Defense begins with philosophy, from general to specific:

  • deny quality shots
  • "one bad shot" (implies strong defensive rebounding)
  • "hard 2s" (incorporates understanding of analytics)
  • no easy shots
  • "Good teams do not beat themselves." LIMIT BAD FOULS. 
  • Player development is more than offense. 
  • Need defenders who can win individual battles
  • "Win this possession" equals "get stops" equals "stops make runs." 
  • What pace do we want to play? 
  • Do we play containment defense or denial defense? 
  • How do WE defend ball screens and off ball screens? 
  • Do we front the post? (If we can't pressure the ball, we likely can't front the post). 
  • Do we trap aggressively or strategically? 
  • Man defense is primary. When do we change (e.g. zone) and how much? 

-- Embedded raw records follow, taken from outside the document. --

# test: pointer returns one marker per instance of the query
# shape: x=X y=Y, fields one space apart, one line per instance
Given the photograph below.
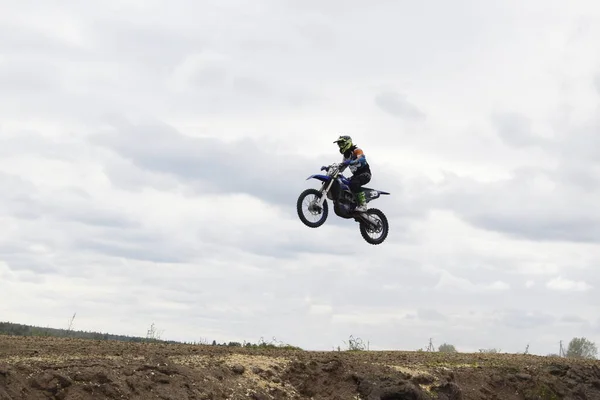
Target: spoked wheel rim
x=376 y=231
x=309 y=213
x=309 y=203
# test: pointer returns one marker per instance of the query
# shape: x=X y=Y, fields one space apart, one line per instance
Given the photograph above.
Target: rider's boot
x=362 y=202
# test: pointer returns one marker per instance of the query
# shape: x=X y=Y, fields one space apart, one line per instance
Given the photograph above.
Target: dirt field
x=55 y=368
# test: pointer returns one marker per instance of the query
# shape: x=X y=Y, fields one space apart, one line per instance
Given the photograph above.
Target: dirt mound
x=56 y=368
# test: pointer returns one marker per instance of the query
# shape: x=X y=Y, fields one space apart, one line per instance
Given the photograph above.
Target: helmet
x=344 y=143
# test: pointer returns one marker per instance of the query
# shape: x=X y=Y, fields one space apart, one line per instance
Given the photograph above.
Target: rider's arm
x=360 y=158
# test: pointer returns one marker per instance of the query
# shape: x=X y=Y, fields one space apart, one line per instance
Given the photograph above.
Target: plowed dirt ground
x=63 y=368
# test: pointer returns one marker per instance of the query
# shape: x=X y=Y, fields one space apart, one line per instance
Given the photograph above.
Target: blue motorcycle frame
x=336 y=187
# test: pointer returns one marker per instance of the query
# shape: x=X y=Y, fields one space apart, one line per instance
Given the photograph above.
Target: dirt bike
x=336 y=187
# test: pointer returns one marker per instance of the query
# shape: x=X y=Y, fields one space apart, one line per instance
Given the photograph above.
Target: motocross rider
x=361 y=172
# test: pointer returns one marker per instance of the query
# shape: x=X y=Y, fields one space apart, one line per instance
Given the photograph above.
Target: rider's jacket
x=353 y=153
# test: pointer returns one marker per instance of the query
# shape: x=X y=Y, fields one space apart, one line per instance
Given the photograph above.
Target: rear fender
x=372 y=194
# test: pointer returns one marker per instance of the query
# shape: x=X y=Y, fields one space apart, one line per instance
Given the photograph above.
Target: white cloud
x=152 y=153
x=563 y=284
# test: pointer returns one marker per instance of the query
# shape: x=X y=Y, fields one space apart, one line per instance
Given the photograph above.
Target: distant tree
x=489 y=351
x=447 y=348
x=582 y=348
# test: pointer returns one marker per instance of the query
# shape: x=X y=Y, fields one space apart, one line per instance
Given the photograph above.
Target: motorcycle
x=336 y=187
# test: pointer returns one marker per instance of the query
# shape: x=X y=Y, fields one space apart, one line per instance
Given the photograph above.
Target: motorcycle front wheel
x=317 y=215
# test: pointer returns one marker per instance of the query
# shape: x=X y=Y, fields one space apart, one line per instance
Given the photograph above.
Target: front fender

"Know thyself." If we can't rotate on time and consistently, we can't double the post (above). We couldn't contain the ball, so had to change defense (zone and combinations) to have protection. 

What are easy shots? (What do we disallow?)
  • free throws
  • low contest layups
  • transition "numbers" 
  • putbacks 
  • open threes* (depends on age and level of competition)

What is required of the best defenses? Higher scoring teams get paint touches and ball reversal. Is good technique obvious to limit these? 
  • ball pressure ("there is no substitute")
  • "at a glance" - proximity...defenders are close to the ball on the catch
  • limit penetration (including post entry)
  • limit ball reversal 
  • "contestedness" (challenge shots without fouling) 
  • excellent defenses have superior physical conditioning 
What commonly is bad defense? Good teams exploit bad defense. Anything that leads to higher points per position is bad defense. During halftime of a recent Celtics game, Coach Stevens admonished the team that most of Toronto's points came off transition and putbacks. How quickly (if ever) do we diagnose and solve the problem? 
  • Poor ball pressure ("dead man's defense" - six feet under)
  • Allowing give-and-go by not jumping to the ball
  • Bad transition 
  • Confusion on pick-and-roll coverage
  • Undisciplined fouling
  • Unchallenged shots
  • Poor closeouts
  • Lack of blockouts
  • No help
Driving coaches crazy on defense (beating yourself)
  • Poor effort
  • Bad transition defense
  • Not playing in a stance
  • Confusion over assignment 
  • Fouling perimeter shots and "terrible shots"
  • No help ("The ball scores." or "My girl didn't score")
  • "Double down" fouls - bad offense leads to retaliation foul
Lagniappe: via @Coach_DeMarco

Coach DeMarco shares 1-4 low BOB actions from his weekly letter. 

Lagniappe 2: As a player, what are you prepared to sacrifice to be part of winning? 

  • Time for studying the game, video, and your team playbook
  • Shots. Is it about you or the team? 
  • Credit. Are you a giver or a taker? 
  • Strength and conditioning work. 
  • Taking hits - hard screens, going to the floor, charges, blocking out
  • Minutes. Players play; coaches coach. 
Lagniappe 3: Effort and knowledge can't always overcome flaws: lack of size and athleticism.